Thursday

With the advent of next generation high resolution telescopes, our understanding of how the magnetic field is organized in the internetwork photosphere is likely to advance significantly. We aim to evaluate the extent to which we can retrieve accurate information about the magnetic vector in the internetwork photosphere using inversion techniques. We use snapshots produced from high resolution (25x25x14 km) three-dimensional magnetohydrodynamic (MHD) simulations and employ the Stokes inversions based on response functions (SIR) code to produce synthetic observables in the same near infrared spectral window as observed by the GREGOR Infrared Spectrograph, which contains the highly magnetically sensitive photospheric Fe I line pair at 15648.52 Å and 15652.87 Å. We then use a parallelized wrapper to SIR to perform nearly 14 million inversions of the synthetic spectra to test how well the ‘true’ MHD atmospheric parameters can be constrained statistically.
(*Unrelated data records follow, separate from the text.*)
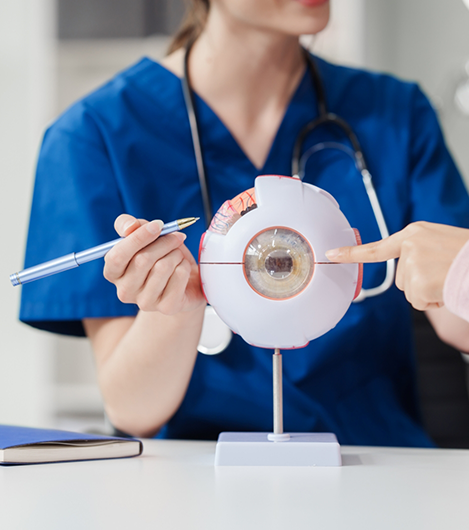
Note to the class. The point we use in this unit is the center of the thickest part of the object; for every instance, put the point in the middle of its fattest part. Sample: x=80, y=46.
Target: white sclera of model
x=266, y=275
x=301, y=218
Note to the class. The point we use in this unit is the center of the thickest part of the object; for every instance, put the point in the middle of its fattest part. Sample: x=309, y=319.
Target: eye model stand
x=277, y=448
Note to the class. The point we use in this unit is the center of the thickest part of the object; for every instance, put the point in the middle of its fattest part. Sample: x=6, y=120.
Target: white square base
x=255, y=449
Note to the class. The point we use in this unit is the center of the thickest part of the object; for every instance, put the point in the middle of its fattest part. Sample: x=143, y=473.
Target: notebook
x=27, y=445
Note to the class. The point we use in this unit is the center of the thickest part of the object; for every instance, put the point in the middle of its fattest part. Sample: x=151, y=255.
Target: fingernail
x=333, y=253
x=129, y=224
x=154, y=227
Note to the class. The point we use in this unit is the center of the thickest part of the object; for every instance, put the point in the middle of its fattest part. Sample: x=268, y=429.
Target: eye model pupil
x=279, y=264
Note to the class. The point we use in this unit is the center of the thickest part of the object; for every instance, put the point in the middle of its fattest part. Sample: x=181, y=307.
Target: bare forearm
x=144, y=366
x=450, y=328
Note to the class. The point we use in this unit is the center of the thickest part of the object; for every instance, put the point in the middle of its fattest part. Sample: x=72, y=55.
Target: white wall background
x=26, y=103
x=43, y=377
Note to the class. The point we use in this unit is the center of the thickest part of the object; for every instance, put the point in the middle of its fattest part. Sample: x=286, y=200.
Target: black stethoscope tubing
x=324, y=118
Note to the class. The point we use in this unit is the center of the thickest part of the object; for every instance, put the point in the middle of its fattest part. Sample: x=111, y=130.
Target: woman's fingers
x=118, y=258
x=150, y=294
x=383, y=250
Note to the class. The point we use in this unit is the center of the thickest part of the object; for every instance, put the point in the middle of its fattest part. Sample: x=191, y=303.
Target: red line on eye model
x=242, y=263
We find that the depth-averaged parameters can be very well recovered by the inversions, and by adding simple gradients to magnetic field strength, inclination and line of sight velocity we show the extent to which we can constrain these parameters at various optical depths. Finally, we degrade the synthetic spectra spectrally and spatially to GREGOR resolutions and examine how this influences real observations, considering the impact of stray light and noise in particular. We discuss how our results should be interpreted to help guide future observers at GREGOR and also the considerations that must be made for DKIST-era observations.